2016 BMW Alpina B6 xDrive Gran Coupe and 2017 BMW M6 Gran Coupe 11
GOT YOU COVERED The two 4.4-liter V-8s share a foundation and 600-hp output, but with different turbos and exhaust routing, they deliver power differently.

The tradeoff—there’s always a tradeoff—is that above eight-tenths, the Alpina’s front end goes soft and gooey, where the M6’s is far more rigid and accurate. That’s mostly irrelevant because should you approach the limit in the M6, you’ll accidentally press the accelerator pedal four millimeters too far and wind up in a slide. Unwanted power-on sideways escapades are common in the M6, and they happen quickly.

The M6 even spooked Randy Pobst as he attempted to set a fast lap around Willow Springs International Raceway. He persevered and was able to lap the M6 2.2 seconds faster than the B6. But then Pobst did the unthinkable: He preferred the slower car. Why? The M6’s hastened lap times come at the expense of predictability. Pobst preferred the B6’s progressive demeanor, even on the track.
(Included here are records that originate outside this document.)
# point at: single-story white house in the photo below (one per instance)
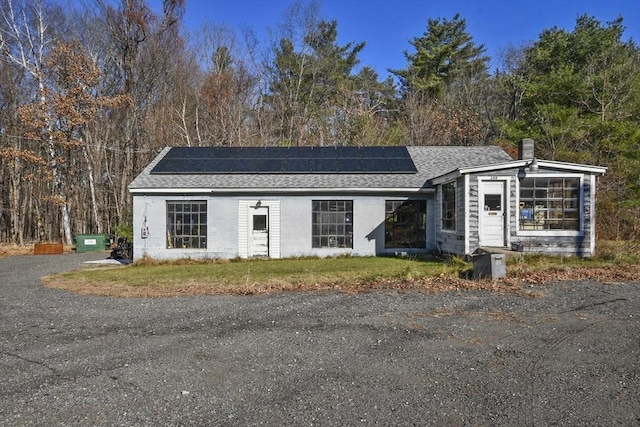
(278, 202)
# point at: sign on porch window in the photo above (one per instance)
(549, 203)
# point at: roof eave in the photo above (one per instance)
(270, 190)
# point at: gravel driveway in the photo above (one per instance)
(570, 356)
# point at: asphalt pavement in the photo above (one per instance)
(570, 356)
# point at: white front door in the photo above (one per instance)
(492, 213)
(259, 234)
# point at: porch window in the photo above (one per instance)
(332, 224)
(550, 203)
(449, 206)
(186, 224)
(405, 223)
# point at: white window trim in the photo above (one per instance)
(454, 230)
(507, 204)
(577, 233)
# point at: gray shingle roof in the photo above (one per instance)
(431, 162)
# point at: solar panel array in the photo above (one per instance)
(283, 160)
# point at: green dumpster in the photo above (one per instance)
(91, 242)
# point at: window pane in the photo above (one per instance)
(552, 205)
(331, 223)
(405, 224)
(187, 224)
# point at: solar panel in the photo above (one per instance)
(294, 160)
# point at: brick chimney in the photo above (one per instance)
(526, 149)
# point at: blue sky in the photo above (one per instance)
(387, 25)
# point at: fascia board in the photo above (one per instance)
(276, 190)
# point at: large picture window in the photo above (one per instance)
(332, 224)
(550, 203)
(449, 206)
(187, 224)
(405, 224)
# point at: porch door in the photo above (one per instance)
(492, 214)
(259, 232)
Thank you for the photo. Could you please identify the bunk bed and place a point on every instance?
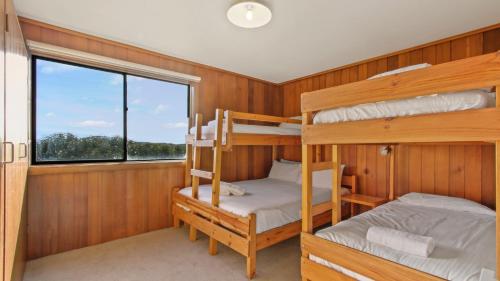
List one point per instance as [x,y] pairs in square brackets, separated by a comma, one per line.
[330,117]
[269,212]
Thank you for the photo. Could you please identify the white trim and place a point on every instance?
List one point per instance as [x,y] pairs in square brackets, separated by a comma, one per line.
[56,52]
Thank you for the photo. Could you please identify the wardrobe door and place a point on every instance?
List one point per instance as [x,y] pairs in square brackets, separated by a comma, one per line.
[16,135]
[2,137]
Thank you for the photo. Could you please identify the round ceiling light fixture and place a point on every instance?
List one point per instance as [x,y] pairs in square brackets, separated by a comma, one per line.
[249,14]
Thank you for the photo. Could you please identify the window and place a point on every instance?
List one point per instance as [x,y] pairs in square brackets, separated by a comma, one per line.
[80,115]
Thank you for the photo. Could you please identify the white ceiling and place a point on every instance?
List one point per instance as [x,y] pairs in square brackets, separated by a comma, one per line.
[304,36]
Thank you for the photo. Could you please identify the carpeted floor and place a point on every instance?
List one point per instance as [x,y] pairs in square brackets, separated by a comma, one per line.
[164,255]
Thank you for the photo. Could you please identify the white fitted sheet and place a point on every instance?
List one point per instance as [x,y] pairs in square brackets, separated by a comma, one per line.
[275,202]
[445,102]
[209,130]
[465,242]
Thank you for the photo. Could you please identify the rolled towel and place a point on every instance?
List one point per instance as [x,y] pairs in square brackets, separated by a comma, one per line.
[401,241]
[233,188]
[224,189]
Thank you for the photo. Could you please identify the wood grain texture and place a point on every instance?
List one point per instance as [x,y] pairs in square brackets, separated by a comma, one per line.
[442,169]
[71,210]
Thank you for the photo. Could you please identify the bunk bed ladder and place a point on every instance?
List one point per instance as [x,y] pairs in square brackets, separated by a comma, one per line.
[193,167]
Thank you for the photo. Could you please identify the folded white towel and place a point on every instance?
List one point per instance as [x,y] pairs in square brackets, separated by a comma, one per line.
[487,275]
[401,241]
[227,189]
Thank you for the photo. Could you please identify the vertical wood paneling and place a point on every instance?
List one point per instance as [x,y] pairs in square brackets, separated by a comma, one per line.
[464,171]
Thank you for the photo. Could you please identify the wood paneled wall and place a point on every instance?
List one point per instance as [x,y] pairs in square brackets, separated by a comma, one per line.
[69,210]
[456,170]
[74,207]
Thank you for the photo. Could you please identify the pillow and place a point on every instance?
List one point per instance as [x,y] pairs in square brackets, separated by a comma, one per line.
[445,202]
[323,178]
[290,125]
[284,171]
[401,70]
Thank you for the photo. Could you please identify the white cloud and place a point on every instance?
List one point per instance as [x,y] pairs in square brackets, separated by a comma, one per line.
[175,125]
[95,124]
[57,68]
[137,101]
[160,108]
[116,80]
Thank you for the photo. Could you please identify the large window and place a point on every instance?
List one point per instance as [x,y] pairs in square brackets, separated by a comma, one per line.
[84,114]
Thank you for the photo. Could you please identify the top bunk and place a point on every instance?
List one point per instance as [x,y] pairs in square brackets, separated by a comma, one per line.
[237,130]
[450,102]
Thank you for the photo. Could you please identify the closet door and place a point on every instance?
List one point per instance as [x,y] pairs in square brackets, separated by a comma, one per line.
[2,137]
[16,136]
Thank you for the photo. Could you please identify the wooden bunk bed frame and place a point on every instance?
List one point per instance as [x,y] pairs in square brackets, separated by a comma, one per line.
[480,125]
[237,232]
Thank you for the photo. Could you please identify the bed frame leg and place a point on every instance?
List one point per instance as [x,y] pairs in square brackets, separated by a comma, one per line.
[176,222]
[192,233]
[252,247]
[212,246]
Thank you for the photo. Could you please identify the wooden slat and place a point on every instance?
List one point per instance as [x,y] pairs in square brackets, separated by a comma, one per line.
[263,118]
[441,127]
[312,271]
[366,200]
[477,72]
[360,262]
[226,237]
[203,143]
[202,174]
[264,139]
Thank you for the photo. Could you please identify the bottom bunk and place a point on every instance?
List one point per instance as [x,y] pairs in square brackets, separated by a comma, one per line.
[462,232]
[267,214]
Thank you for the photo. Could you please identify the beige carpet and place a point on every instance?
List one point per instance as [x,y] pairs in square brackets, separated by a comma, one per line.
[164,255]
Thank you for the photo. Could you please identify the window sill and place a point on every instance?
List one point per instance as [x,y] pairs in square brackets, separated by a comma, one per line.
[37,170]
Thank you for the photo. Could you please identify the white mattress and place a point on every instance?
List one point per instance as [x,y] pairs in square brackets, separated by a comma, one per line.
[465,242]
[275,202]
[209,130]
[446,102]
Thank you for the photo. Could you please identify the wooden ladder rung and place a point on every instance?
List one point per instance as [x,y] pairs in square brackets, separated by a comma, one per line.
[204,143]
[202,174]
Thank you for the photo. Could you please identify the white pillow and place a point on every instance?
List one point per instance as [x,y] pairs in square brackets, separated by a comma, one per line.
[401,70]
[445,202]
[290,125]
[323,178]
[284,171]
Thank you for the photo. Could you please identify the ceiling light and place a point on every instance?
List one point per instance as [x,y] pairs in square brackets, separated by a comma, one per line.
[249,14]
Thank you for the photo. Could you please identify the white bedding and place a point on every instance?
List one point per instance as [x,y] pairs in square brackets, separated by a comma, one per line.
[209,130]
[275,202]
[446,102]
[465,241]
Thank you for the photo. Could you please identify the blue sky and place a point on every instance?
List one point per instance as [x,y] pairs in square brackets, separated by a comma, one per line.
[88,102]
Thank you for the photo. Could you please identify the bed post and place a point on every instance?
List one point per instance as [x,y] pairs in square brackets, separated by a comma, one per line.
[216,170]
[195,181]
[307,220]
[252,246]
[336,185]
[307,155]
[497,189]
[392,174]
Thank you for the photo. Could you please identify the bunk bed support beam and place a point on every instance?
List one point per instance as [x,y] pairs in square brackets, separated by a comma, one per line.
[216,171]
[497,190]
[336,185]
[195,181]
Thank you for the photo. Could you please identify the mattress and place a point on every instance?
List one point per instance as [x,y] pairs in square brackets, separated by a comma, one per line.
[445,102]
[465,242]
[275,202]
[209,130]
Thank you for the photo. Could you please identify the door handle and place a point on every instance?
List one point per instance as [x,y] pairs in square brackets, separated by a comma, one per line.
[23,150]
[11,151]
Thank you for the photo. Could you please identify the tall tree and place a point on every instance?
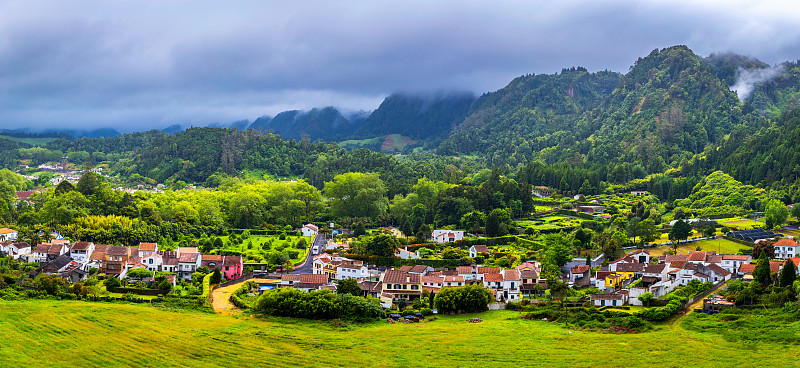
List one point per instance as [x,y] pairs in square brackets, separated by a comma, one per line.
[762,273]
[788,273]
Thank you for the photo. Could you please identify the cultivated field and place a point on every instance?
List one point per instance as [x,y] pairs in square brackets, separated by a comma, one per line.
[72,333]
[721,246]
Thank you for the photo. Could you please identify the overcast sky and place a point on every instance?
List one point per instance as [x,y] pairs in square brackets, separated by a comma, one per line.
[141,64]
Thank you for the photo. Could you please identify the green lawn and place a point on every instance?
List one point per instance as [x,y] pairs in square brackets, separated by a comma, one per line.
[41,333]
[31,141]
[721,246]
[258,241]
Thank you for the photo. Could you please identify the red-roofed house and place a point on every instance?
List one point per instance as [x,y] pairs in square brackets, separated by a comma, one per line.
[785,248]
[232,267]
[309,230]
[477,250]
[580,275]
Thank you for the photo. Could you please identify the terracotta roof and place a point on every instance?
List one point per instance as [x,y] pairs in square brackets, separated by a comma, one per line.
[464,270]
[607,297]
[511,275]
[182,250]
[676,258]
[115,250]
[580,269]
[313,279]
[188,258]
[603,274]
[747,268]
[147,247]
[212,257]
[528,274]
[98,255]
[232,260]
[659,268]
[81,246]
[775,266]
[714,258]
[418,269]
[453,278]
[400,277]
[719,270]
[785,242]
[485,270]
[697,256]
[630,267]
[435,279]
[481,248]
[678,264]
[735,257]
[530,265]
[367,285]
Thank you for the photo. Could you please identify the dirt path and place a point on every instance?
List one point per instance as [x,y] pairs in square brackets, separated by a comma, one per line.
[691,308]
[220,299]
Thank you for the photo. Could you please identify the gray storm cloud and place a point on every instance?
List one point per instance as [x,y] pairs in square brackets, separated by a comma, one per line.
[748,79]
[148,64]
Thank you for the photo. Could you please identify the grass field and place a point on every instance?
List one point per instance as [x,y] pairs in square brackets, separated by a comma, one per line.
[31,141]
[58,333]
[721,246]
[258,241]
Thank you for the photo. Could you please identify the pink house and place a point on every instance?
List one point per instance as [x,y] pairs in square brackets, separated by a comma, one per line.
[232,267]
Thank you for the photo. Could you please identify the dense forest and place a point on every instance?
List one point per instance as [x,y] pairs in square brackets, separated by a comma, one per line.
[663,126]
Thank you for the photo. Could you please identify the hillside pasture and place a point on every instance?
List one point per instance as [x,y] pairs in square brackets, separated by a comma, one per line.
[40,333]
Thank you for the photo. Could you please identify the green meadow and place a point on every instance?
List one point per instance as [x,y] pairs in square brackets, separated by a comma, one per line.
[39,333]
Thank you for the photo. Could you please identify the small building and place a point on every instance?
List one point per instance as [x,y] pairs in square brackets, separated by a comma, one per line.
[580,275]
[444,236]
[81,251]
[7,234]
[477,250]
[232,267]
[785,249]
[616,299]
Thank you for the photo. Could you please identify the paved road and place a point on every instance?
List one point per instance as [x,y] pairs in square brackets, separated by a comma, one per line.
[308,264]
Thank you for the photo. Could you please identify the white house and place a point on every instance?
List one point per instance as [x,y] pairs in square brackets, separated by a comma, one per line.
[309,230]
[16,250]
[351,270]
[732,262]
[444,236]
[405,254]
[153,261]
[81,251]
[7,234]
[785,249]
[147,248]
[476,250]
[188,263]
[615,299]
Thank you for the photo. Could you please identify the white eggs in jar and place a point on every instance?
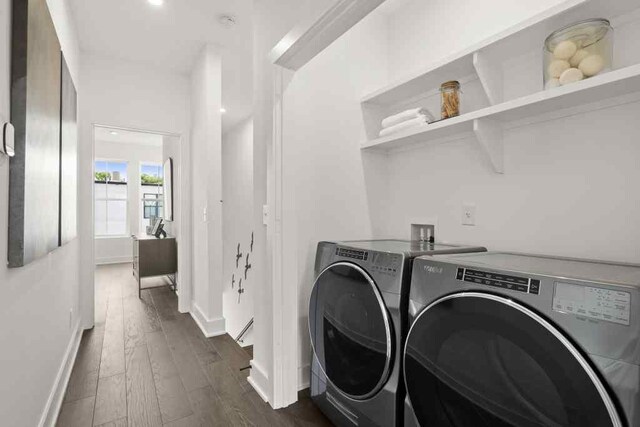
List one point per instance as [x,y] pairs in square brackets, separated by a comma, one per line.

There’s one place where the M6 is a clear winner. Its start/stop system is, thanks to the dual-clutch automatic, far smoother and less intrusive than the Alpina’s. But that’s a lonely win. Overall, the M6’s motorsport emphasis just doesn’t work with a car this hefty. At least not as well as how Alpina has engineered its tradeoffs.

The Alpina is tuned for reality. A car like the BMW 6 Series Gran Coupe is never going to be raced, so its lap times don’t matter. What does matter is the experience. The Alpina B6 proved that it’s the better 6 Series Gran Coupe in normal driving, in aggressive back-road driving, and even on the track.